Sounds like your path is screwed up. At the CMD prompt enter this.

echo %PATH%

Paste that info here.


----------



## DoubleHelix (Dec 10, 2004)

Are you running Windows XP Home or Pro? TASKKILL is not included with Home.


----------



## Squashman (Apr 4, 2003)

DoubleHelix said:


> Are you running Windows XP Home or Pro? TASKKILL is not included with Home.


Wow, I did not know that. Well there is a substitute for everything. You can download PSKILL from Sysinternals. I recommend downloading the entire PSTOOLS set because alot of them come in handy. But you can just download the individual tools.

http://www.sysinternals.com/Utilities/PsTools.html


----------



## Squashman (Apr 4, 2003)

Did a little more searching on the net. There is a utility on XP Home and Pro called TSKILL that has similar functionality.
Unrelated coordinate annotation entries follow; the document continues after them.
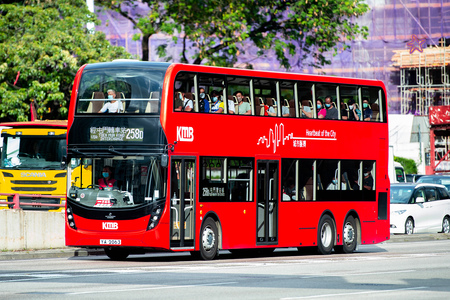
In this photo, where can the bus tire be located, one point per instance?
(325, 235)
(409, 226)
(116, 253)
(209, 240)
(349, 236)
(446, 225)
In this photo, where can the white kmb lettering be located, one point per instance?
(110, 225)
(185, 134)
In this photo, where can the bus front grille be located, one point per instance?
(32, 189)
(33, 182)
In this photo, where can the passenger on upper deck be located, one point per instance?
(321, 111)
(284, 111)
(231, 109)
(353, 112)
(107, 181)
(368, 179)
(367, 111)
(182, 103)
(244, 107)
(203, 104)
(114, 106)
(332, 113)
(217, 105)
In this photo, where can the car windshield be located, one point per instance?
(401, 194)
(36, 152)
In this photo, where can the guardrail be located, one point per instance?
(16, 200)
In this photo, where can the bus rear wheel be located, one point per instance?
(209, 240)
(325, 235)
(349, 237)
(116, 253)
(446, 225)
(409, 226)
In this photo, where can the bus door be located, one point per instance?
(182, 194)
(267, 201)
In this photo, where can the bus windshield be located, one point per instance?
(119, 182)
(120, 90)
(33, 152)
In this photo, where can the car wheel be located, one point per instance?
(409, 226)
(325, 235)
(446, 225)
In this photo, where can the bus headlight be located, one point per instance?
(154, 217)
(70, 218)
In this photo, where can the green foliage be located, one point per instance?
(47, 42)
(213, 32)
(409, 165)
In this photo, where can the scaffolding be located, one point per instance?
(424, 78)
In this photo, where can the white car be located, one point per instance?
(422, 207)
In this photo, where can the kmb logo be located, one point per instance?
(185, 134)
(110, 225)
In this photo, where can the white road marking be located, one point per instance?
(355, 293)
(151, 288)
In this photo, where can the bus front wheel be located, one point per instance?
(116, 253)
(349, 237)
(325, 235)
(209, 240)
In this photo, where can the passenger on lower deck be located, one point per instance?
(354, 114)
(321, 111)
(217, 106)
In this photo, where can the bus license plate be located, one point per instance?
(110, 242)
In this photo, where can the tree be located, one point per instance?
(42, 45)
(216, 32)
(148, 21)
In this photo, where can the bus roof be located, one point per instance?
(225, 71)
(37, 124)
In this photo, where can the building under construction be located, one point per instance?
(407, 48)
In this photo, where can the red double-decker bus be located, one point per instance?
(195, 158)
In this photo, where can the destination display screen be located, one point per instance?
(116, 134)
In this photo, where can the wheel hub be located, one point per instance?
(325, 234)
(446, 226)
(349, 233)
(208, 239)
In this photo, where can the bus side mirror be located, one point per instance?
(420, 200)
(164, 160)
(63, 162)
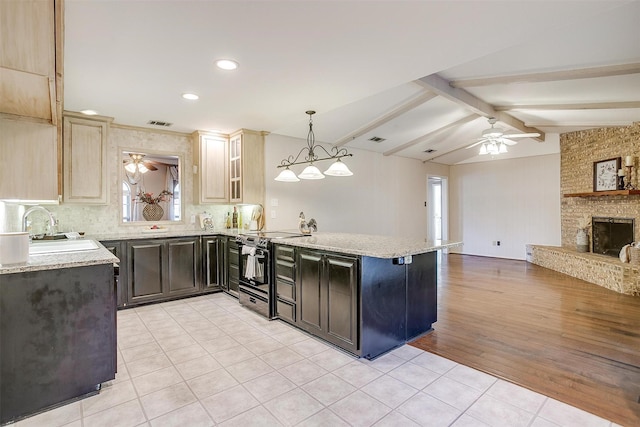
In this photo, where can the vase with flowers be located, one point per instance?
(152, 210)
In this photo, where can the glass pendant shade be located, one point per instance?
(338, 169)
(311, 172)
(287, 175)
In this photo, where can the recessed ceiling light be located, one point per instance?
(227, 64)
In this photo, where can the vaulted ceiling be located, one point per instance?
(423, 76)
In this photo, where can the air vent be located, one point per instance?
(159, 123)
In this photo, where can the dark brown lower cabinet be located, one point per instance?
(160, 269)
(327, 297)
(367, 306)
(213, 263)
(57, 335)
(285, 287)
(232, 279)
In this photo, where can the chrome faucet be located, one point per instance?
(52, 218)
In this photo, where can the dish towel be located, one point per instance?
(250, 270)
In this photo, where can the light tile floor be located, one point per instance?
(206, 361)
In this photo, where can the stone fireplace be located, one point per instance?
(609, 235)
(578, 152)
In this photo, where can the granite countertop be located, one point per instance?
(52, 261)
(367, 245)
(138, 234)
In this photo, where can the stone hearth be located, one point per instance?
(601, 270)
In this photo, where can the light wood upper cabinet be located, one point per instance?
(28, 58)
(28, 161)
(247, 174)
(85, 159)
(211, 168)
(229, 170)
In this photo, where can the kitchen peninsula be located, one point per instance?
(365, 294)
(57, 329)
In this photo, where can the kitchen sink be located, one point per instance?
(54, 246)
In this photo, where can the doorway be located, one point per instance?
(437, 208)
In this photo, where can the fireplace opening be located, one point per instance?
(611, 234)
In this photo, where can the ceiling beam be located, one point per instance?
(442, 87)
(430, 135)
(585, 124)
(398, 110)
(592, 106)
(584, 73)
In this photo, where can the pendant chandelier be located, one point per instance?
(338, 168)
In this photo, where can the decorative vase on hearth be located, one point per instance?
(582, 240)
(152, 212)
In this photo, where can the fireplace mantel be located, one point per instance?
(605, 193)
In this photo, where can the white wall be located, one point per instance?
(384, 196)
(515, 201)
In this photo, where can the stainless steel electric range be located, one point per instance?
(256, 270)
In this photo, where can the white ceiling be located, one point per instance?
(357, 63)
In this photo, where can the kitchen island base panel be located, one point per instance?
(57, 335)
(399, 302)
(383, 322)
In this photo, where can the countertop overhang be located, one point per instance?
(368, 245)
(57, 260)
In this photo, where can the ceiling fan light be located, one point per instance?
(311, 172)
(227, 64)
(287, 175)
(338, 168)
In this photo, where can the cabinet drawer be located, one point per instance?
(286, 311)
(285, 270)
(285, 289)
(285, 253)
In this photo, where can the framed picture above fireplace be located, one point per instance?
(605, 174)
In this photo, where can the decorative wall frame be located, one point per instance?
(605, 174)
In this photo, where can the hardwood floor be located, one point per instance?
(568, 339)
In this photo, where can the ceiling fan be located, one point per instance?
(134, 167)
(495, 141)
(135, 163)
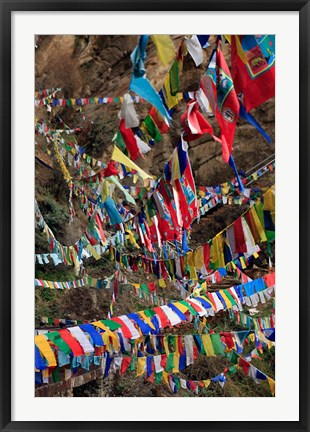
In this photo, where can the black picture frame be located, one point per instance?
(7, 7)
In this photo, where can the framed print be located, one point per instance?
(146, 167)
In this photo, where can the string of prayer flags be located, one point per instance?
(83, 101)
(139, 83)
(118, 156)
(253, 68)
(78, 283)
(219, 89)
(128, 112)
(194, 48)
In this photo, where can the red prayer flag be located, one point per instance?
(253, 68)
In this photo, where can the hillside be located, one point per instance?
(97, 67)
But alot of people have posted TASKKILL for download if you really want to use that.


----------



## Bytestream (Oct 10, 2005)

how do you end a program such as internet explorer with the address 
google.com?

it must end only the eplorer with the google argument.


----------



## Squashman (Apr 4, 2003)

Open up Task Manger, Hightlight the task and end the task.

ctrl + Shift + esc


----------



## brendandonhu (Jul 8, 2002)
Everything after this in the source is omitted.